For those who enjoy grammar...
• An Oxford comma walks into a bar, where it spends the evening watching the television, getting drunk, and smoking cigars.
• A dangling participle walks into a bar. Enjoying a cocktail and chatting with the bartender, the evening passes pleasantly.
• A bar was walked into by the passive voice.
• An oxymoron walked into a bar, and the silence was deafening.
• Two quotation marks walk into a “bar.”
• A malapropism walks into a bar, looking for all intensive purposes like a wolf in cheap clothing, muttering epitaphs and casting dispersions on his magnificent other, who takes him for granite.
• Hyperbole totally rips into this insane bar and absolutely destroys everything.
• A question mark walks into a bar?
• A non sequitur walks into a bar. In a strong wind, even turkeys can fly.
• Papyrus and Comic Sans walk into a bar. The bartender says, "Get out -- we don't serve your type."
• A mixed metaphor walks into a bar, seeing the handwriting on the wall but hoping to nip it in the bud.
• A comma splice walks into a bar, it has a drink and then leaves.
• Three intransitive verbs walk into a bar.

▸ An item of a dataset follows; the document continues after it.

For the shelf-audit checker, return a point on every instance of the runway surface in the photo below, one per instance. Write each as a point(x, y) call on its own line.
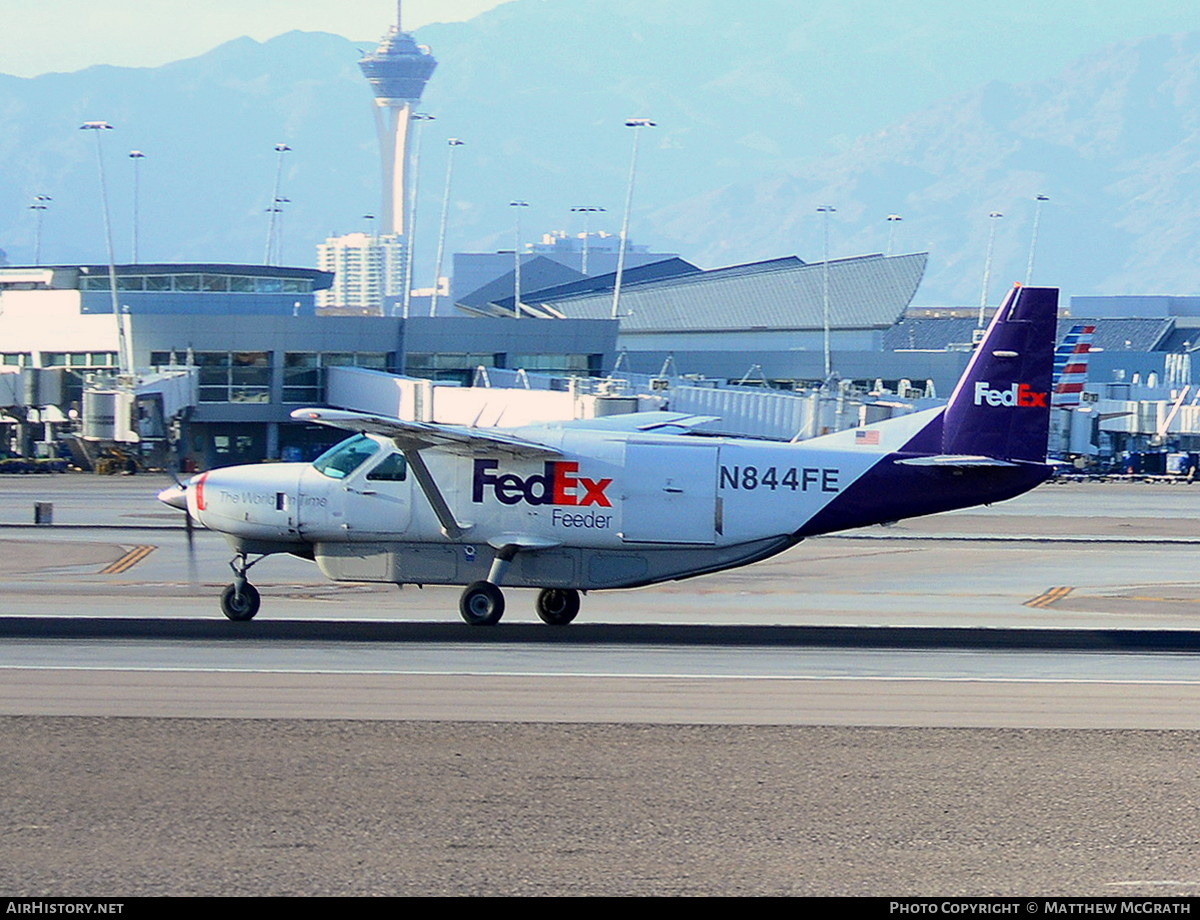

They sit. They converse. They depart.
• A synonym strolls into a tavern.
• At the end of the day, a cliché walks into a bar -- fresh as a daisy, cute as a button, and sharp as a tack.
• A run-on sentence walks into a bar it starts flirting. With a cute little sentence fragment.
• Falling slowly, softly falling, the chiasmus collapses to the bar floor.
• A figure of speech literally walks into a bar and ends up getting figuratively hammered.
• An allusion walks into a bar, despite the fact that alcohol is its Achilles heel.
• The subjunctive would have walked into a bar, had it only known.
• A misplaced modifier walks into a bar owned by a man with a glass eye named Ralph.
• The past, present, and future walked into a bar. It was tense.
• A dyslexic walks into a bra.
• A verb walks into a bar, sees a beautiful noun, and suggests they conjugate. The noun declines.
• A simile walks into a bar, as parched as a desert.
• A gerund and an infinitive walk into a bar, drinking to forget.
• A hyphenated word and a non-hyphenated word walk into a bar and the bartender nearly chokes on the irony.


----------



## rebrascora (Aug 9, 2021)

Clever! Although I will admit, my knowledge of English grammar isn't sufficiently good to be familiar with all the terms, I certainly got the drift.


----------



## mikeyB (Aug 9, 2021)

I’m offended. I use the Oxford comma quite a lot - it gives clarity to a sentence, and I don’t get drunk or smoke cigars.


----------